Suisses racistes à l’insu de leur plein gré

Le téléjournal de la RTS du vendredi 9 août s'ouvrait sur les deux plus importantes nouvelles de la journée pour l'Helvétie: la piscine communale de Bremgarten n'est accessible aux requérants d'asile qu'après demande d'une autorisation ; la boutique zurichoise Trois Pommes a refusé de présenter un sac en crocodile à une cliente américaine richissime qui a la peau noire. Dans la planète médiatique, les uns se gaussent, les autres ricanent. La Suisse, paradis fiscal avéré, se paye de plus le luxe  de ne pas respecter les droits de l'homme.  

Elle n'est même plus politiquement correcte. Les démentis officiels furent lamentables: à Bremgarten, il fallait réserver la piscine à certaines heures pour les écoles, qui ne doivent apparemment pas côtoyer des requérants d'asile ; à Zurich, c'est par souci de faire des économies à sa sympathique cliente que la vendeuse lui suggéra plutôt un sac en autruche.
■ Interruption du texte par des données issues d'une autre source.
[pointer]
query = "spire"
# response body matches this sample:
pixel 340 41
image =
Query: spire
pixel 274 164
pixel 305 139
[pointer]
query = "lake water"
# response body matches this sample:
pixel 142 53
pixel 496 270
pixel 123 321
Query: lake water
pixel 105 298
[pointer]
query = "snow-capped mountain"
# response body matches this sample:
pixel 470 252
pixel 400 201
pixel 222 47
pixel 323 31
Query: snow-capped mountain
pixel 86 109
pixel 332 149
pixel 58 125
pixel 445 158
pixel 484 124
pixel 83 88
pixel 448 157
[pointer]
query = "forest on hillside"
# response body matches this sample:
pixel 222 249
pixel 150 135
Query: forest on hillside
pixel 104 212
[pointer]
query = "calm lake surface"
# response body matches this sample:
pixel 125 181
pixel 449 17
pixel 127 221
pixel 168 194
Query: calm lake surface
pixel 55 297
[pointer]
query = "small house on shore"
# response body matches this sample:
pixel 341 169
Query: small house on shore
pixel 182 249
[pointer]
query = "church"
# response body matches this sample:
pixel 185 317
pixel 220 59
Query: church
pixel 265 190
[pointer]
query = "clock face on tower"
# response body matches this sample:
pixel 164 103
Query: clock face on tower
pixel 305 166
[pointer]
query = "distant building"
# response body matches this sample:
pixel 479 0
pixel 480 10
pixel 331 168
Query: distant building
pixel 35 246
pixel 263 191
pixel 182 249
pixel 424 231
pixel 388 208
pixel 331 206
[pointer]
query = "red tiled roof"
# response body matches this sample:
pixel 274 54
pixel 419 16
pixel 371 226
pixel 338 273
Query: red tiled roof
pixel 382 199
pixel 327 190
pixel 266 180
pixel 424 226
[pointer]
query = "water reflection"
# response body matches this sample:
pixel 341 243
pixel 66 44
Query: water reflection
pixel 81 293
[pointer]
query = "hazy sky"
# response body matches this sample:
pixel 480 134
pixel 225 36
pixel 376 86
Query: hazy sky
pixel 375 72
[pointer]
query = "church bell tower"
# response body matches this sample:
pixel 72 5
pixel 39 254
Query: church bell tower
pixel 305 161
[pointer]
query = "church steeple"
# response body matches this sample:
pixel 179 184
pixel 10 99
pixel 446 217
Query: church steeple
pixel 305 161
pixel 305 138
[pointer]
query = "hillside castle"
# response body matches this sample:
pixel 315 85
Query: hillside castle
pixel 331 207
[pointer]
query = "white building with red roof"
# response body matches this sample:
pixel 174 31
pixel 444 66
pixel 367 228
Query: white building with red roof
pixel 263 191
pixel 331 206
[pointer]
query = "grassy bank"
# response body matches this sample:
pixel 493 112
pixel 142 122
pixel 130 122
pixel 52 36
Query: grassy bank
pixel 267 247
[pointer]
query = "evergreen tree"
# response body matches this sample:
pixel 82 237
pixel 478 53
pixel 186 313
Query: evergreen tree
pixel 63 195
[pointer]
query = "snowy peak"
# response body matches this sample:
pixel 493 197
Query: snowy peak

Bref, il n'y avait eu que des malentendus. Et si le vrai malentendu était entre l'être et le paraitre de certains Suisses.

Eduqués dans nos écoles par des instituteurs droit-de-l'hommistes, ils ingurgitent du bout des lèvres l'impératif catégorique selon lequel tous les hommes sont égaux. Mais d'autres maîtres à penser leur inculquent aussi l'excellence de leur pays parmi tous les autres. C'est même le thème préféré de notre Président de la Confédération. Et donc dans leurs petites têtes chahutées, ils opèrent une synthèse simplifiée : certes tous les hommes sont égaux, mais nous sommes plus égaux que les autres.

Jacques Neirynck

Jacques Neirynck est ingénieur, ancien conseiller national PDC et député au Grand Conseil vaudois, professeur honoraire de l'École polytechnique fédérale de Lausanne (EPFL), d'origine belge, de nationalité française et naturalisé suisse. Il exerce la profession d'écrivain.